Maintaining good financial records is an important part of running a successful business. Not only will good records help you identify strengths and weaknesses in your business' operations, but they will also help out tremendously if the IRS comes knocking on your door.
The IRS requires that business owners keep adequate books and records and that they be available when needed for the administration of any provision of the Internal Revenue Code (i.e., an audit). Here are some basic guidelines:
Copies of tax returns. You must keep records that support each item of income or deduction on a business return until the statute of limitations for that return expires. In general, the statute of limitations is three years after the date on which the return was filed. Because the IRS may go back as far as six years to audit a tax return when a substantial understatement of income is suspected, it may be prudent to keep records for at least six years. In cases of suspected tax fraud or if a return is never filed, the statute of limitations never expires.
Employment taxes. Chances are that if you have employees, you've accumulated a great deal of paperwork over the years. The IRS isn't looking to give you a break either: you are required to keep all employment tax records for at least 4 years after the date the tax becomes due or is paid, whichever is later. These records include payroll tax returns and employee time documentation.
Business assets. Records relating to business assets should be kept until the statute of limitations expires for the year in which you dispose of the asset in a taxable disposition. Original acquisition documentation, (e.g. receipts, escrow statements) should be kept to compute any depreciation, amortization, or depletion deduction, and to later determine your cost basis for computing gain or loss when you sell or otherwise dispose of the asset. If your business has leased property that qualifies as a capital lease, you should retain the underlying lease agreement in case the IRS ever questions the nature of the lease.
For property received in a nontaxable exchange, additional documentation must be kept. With this type of transaction, your cost basis in the new property is the same as the cost basis of the property you disposed of, increased by the money you paid. You must keep the records on the old property, as well as on the new property, until the statute of limitations expires for the year in which you dispose of the new property in a taxable disposition.

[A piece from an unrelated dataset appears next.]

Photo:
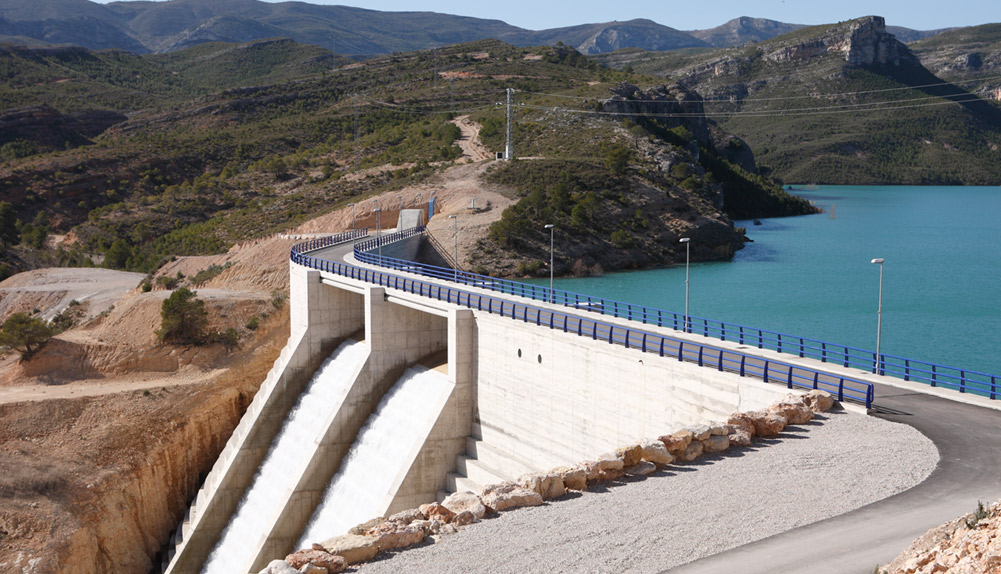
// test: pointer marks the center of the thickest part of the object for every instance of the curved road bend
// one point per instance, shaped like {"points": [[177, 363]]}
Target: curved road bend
{"points": [[969, 470]]}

Inventories.If your business maintains inventory, your recordkeeping requirements are even more arduous. The use of special inventory valuation methods (e.g. LIFO and UNICAP) may prolong the record retention period. For example, if you use the last-in, first-out (LIFO) method of accounting for inventory, you will need to maintain the records necessary to substantiate all costs since the first year you used LIFO.
Specific Computerized Systems Requirements
If your company has modified, or is considering modifying its computer, recordkeeping and/or imaging systems, it is essential that you take the IRS's recently updated recordkeeping requirements into consideration.
If you use a computerized system, you must be able to produce sufficient legible records to support and verify amounts shown on your business tax return and determine your correct tax liability. To meet this qualification, the machine-sensible records must reconcile with your books and business tax return. These records must provide enough detail to identify the underlying source documents. You must also keep all machine-sensible records and a complete description of the computerized portion of your recordkeeping system.
Some additional advice: when your records are no longer needed for tax purposes, think twice before discarding them; they may still be needed for other nontax purposes. Besides the wealth of information good records provide for business planning purposes, insurance companies and/or creditors may have different record retention requirements than the IRS.